Instead, odds ratios (OR) can be used to determine the impact of each variable on businesses’ likelihood of being victimised by a computer security incident. For example, an odds ratio of 0.65 suggests the variable concerned is 35 percent less likely than the omitted variable (1–0.65) to lead to victimisation. Conversely, an OR of 1.65 indicates the variable concerned is 65 percent more likely (1.65–1.00) to lead to victimisation.

Another key feature of probability modelling is the requirement to select and omit a particular variable from each model. Results from the modelling analysis therefore represent the impact of the remaining variable(s) on the probability of victimisation, relative to the omitted variable.

In the current study, the selection of omitted variables was informed by the research questions driving the original study (see Richards 2009) and by existing literature on this subject area. The current study also utilises conventional statistical practice in the social sciences for evaluating the statistical significance of the modelling results—that is, results are deemed statistically significant when they have a ‘probability value’ of less than five percent.

The dependent variable in this study is whether the business was identified as a victim of a computer security incident during the 2006–07 financial year. The possible results were categorised as 0 for those who had not been a victim and 1 for those who had been impacted at least once that is, whether the business was aware of having been victimised. Of course, undetected incidents are not captured by this survey..

Industry sector

The ABACUS survey asked respondents from 19 industry sectors whether they had experienced a computer security incident during the previous financial year.

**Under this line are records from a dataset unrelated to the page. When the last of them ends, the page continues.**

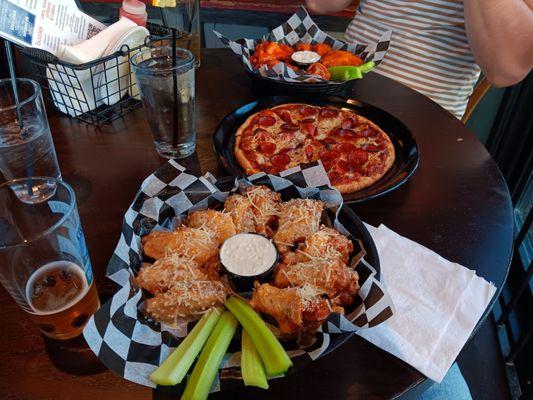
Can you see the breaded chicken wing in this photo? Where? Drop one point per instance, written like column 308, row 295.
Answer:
column 265, row 207
column 241, row 211
column 221, row 224
column 160, row 276
column 190, row 243
column 298, row 219
column 326, row 244
column 331, row 277
column 186, row 298
column 298, row 311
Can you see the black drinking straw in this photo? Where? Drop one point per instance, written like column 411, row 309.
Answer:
column 11, row 64
column 175, row 91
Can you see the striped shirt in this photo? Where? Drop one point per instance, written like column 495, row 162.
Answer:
column 429, row 50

The industry sectors surveyed were:

  • agriculture, forestry and fishing;
  • mining and manufacturing;
  • electricity, gas, water and waste services;
  • construction;
  • wholesale trade;
  • retail trade;
  • accommodation and food services;
  • transport, postal and warehousing;
  • information media and telecommunications;
  • financial and insurance services;
  • rental, hiring and real estate services;
  • professional, scientific and technical services;
  • administrative and support services;
  • public administration and safety;
  • education and training;
  • health care and social assistance;
  • arts and recreational services; and
  • other services (see Table 1).

The financial and insurance services sector was chosen as the omitted variable in this model as it is widely accepted in the literature on computer security incidents against businesses that financial sector organisations are likely targets for perpetrators of computer security incidents (see IBM Global Technology Services 2008; Symantec 2006).

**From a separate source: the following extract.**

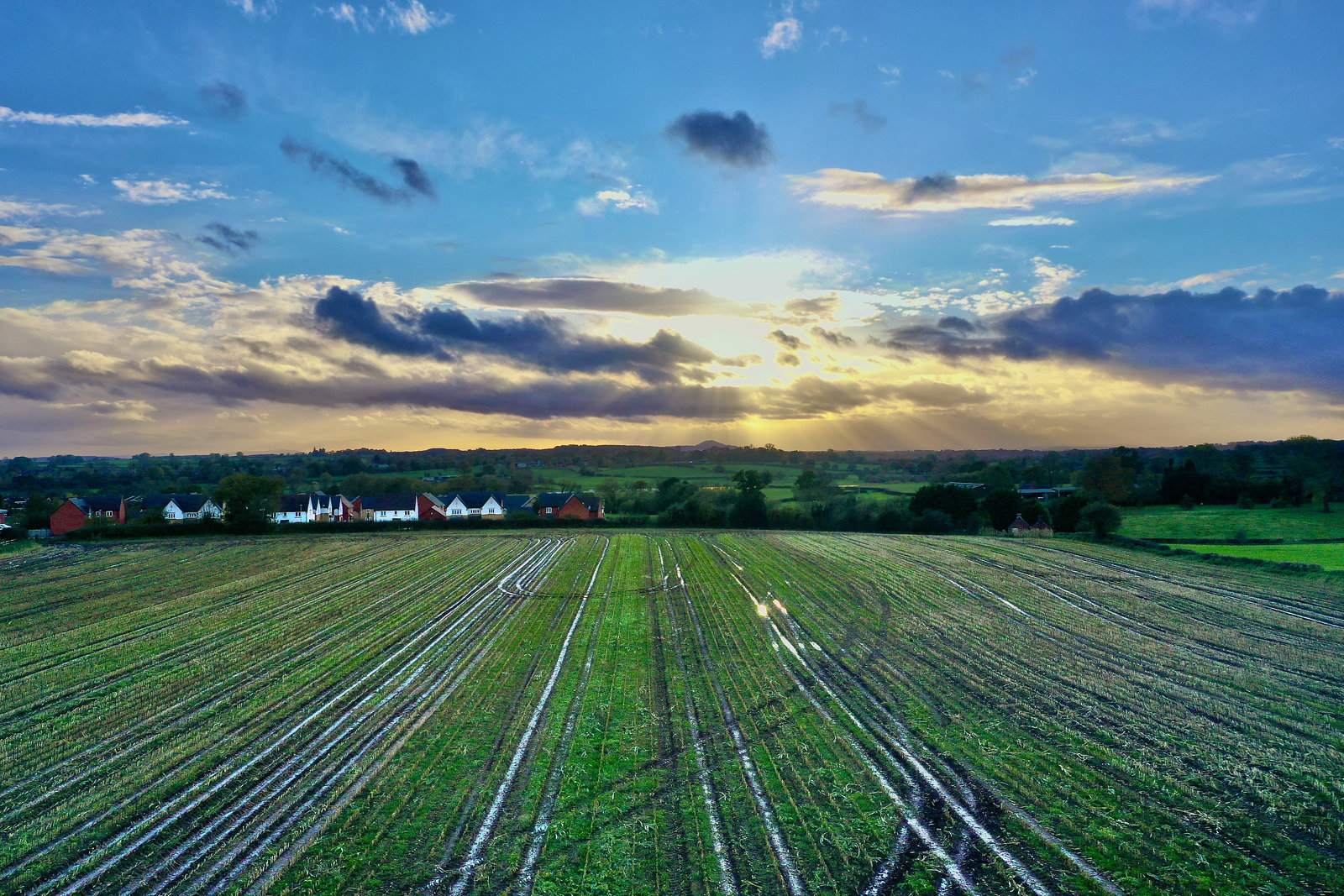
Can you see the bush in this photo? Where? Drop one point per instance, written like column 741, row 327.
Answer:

As Table 1 indicates, five of the industry sectors were significantly less likely than the financial and insurance services sector to be victimised by a computer security incident during the 12 month period. These sectors were health care and social assistance (46% less likely), arts and recreation (48% less likely), mining (50% less likely), construction (52% less likely) and other services (69% less likely).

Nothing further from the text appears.